We conducted a cross-section, case-control, and observational study from July 1, 2019 to December 31, 2021. Participants were divided into the following three groups according to the status of their renal function: control group (eGFR > 60 ml/min/1.732), CKD stage 3 group (30 ml/min/1.732 < eGFR < 60 ml/min/1.732) and CKD stage 4–5 group without dialysis (eGFR < 30 ml/min/1.732). Participants were enrolled in the control group without evidence of kidney damage, such as albuminuria or abnormal findings on renal imaging. Subjects with any of the following conditions will be excluded: cancer; acute infection; unable to protrude the tongue stably; risk of temporomandibular joint dislocation (Chen et al., 2021). This study has been reviewed and approved by the Institutional Review Board (IRB) of Changhua Christian Hospital (CCH), Taiwan (IRB Nos. 190404 and 140704). This trial was registered with the National Institute of Health Clinical Trial Registry (clinicaltrials.gov; NCT04708743).

2.2 Participants

In this case-control study, we utilized data from a previous study to identify 340 healthy participants, excluding 22 subjects due to insufficient data, spanning from January 1, 2012, to December 31, 2016 (Hsu et al., 2019). We initially identified 370 patients with CKD stage 3 and 111 patients with CKD stage 4–5. Tongue images for all participants, including the control group, CKD stage 3 group, and CKD stage 4–5 group, were collected using the validated Automatic Tongue Diagnosis System (ATDS), which automatically extracted the corresponding tongue features.

2.3 Data collection

Information including demography, body mass index (BMI, kg/m2), CKD staging, estimated glomerular filtration rate (eGFR) and blood urea nitrogen (BUN) were collected for each subject. The duration of CKD history, comorbidity and complication in patient with CKD were also collected. Tongue images were collected for each subject to further derive the relevant tongue features of every participant. All personal details and photographs of subjects recruited were encrypted to ensure confidentiality.
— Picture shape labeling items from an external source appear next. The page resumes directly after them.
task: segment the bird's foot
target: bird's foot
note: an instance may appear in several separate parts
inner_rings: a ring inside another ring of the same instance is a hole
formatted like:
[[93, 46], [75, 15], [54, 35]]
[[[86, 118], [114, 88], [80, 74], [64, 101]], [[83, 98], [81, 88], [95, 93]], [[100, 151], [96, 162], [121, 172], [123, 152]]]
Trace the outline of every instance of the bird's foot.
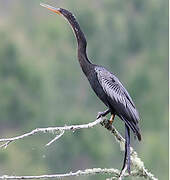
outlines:
[[97, 119], [106, 116], [109, 112], [110, 112], [110, 109], [107, 109], [107, 110], [104, 111], [104, 112], [98, 112], [98, 114], [97, 114]]
[[101, 118], [104, 116], [104, 112], [98, 112], [97, 113], [97, 119]]

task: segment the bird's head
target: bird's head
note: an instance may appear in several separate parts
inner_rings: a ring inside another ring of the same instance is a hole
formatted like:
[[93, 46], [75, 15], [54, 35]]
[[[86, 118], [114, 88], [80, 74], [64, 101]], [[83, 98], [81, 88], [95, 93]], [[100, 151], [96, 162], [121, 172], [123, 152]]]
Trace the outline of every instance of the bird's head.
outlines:
[[47, 8], [47, 9], [49, 9], [50, 11], [52, 11], [54, 13], [57, 13], [59, 15], [64, 16], [67, 20], [74, 17], [73, 14], [71, 12], [69, 12], [68, 10], [66, 10], [66, 9], [55, 8], [55, 7], [52, 7], [52, 6], [44, 4], [44, 3], [41, 3], [40, 5]]

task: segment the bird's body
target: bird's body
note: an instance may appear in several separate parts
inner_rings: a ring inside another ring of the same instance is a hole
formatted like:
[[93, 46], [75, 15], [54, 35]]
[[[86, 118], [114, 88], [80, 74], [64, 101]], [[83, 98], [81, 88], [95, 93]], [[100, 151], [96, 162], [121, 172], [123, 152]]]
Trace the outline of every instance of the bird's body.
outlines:
[[133, 103], [129, 93], [124, 88], [119, 79], [102, 66], [92, 64], [86, 54], [86, 38], [84, 33], [71, 12], [62, 8], [53, 8], [48, 5], [42, 5], [48, 9], [61, 14], [70, 23], [78, 43], [78, 60], [82, 71], [86, 75], [92, 89], [100, 100], [107, 106], [108, 110], [101, 113], [104, 116], [108, 113], [117, 115], [125, 123], [125, 158], [122, 170], [127, 168], [130, 173], [130, 129], [133, 131], [138, 140], [141, 140], [141, 134], [138, 126], [139, 115], [135, 104]]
2.4 Automatic tongue diagnosis system

We analyzed the data from the subjects and the tongue features using the ATDS. The ATDS was specifically developed to capture tongue images and automatically extract features reliably, aiding TCM practitioners in diagnosis. The effectiveness of the ATDS lies in its ability to segment the tongue region and extract tongue features automatically. This ensured that all tongue images were captured using the same hardware and software configuration, providing a consistent foundation for the data collection process. The ATDS performs three major functions: image capturing and color calibration, tongue area segmentation, and tongue feature extraction. These processes are seamlessly integrated within the system.

2.5 Outcome measures

Nine primary tongue features were extracted using the ATDS: tongue color, tongue shape, saliva, tongue fur, fur thickness, tongue fissure, ecchymosis, tooth marks, and red dots. The extracted features are detailed as follows:

  • Tongue color: includes slightly white, slightly red, red, dark red, and dark purple.

  • Tongue shape: includes shape (thin and small, moderate, fat and large) and tongue body position (normal, tilted to the left, tilted to the right).

  • Saliva: total area and amount of saliva categorized as none, little, normal, or excessive.

  • Tongue fur: includes fur color (white, yellow, dyed), amount, average covering area, maximum covering area, minimum covering area, and degree of thickness (none, thin, thick).

  • Fur thickness: degree of thickness (thin or thick) and the percentage of thick tongue fur.

  • Tongue fissure: includes the number of fissures, average covering area, shortest length, and longest length.

  • Ecchymosis: includes the number of ecchymoses, average covering area, maximum covering area, and minimum covering area.

  • Tooth marks: includes the number of tooth marks, average covering area, maximum covering area, and minimum covering area.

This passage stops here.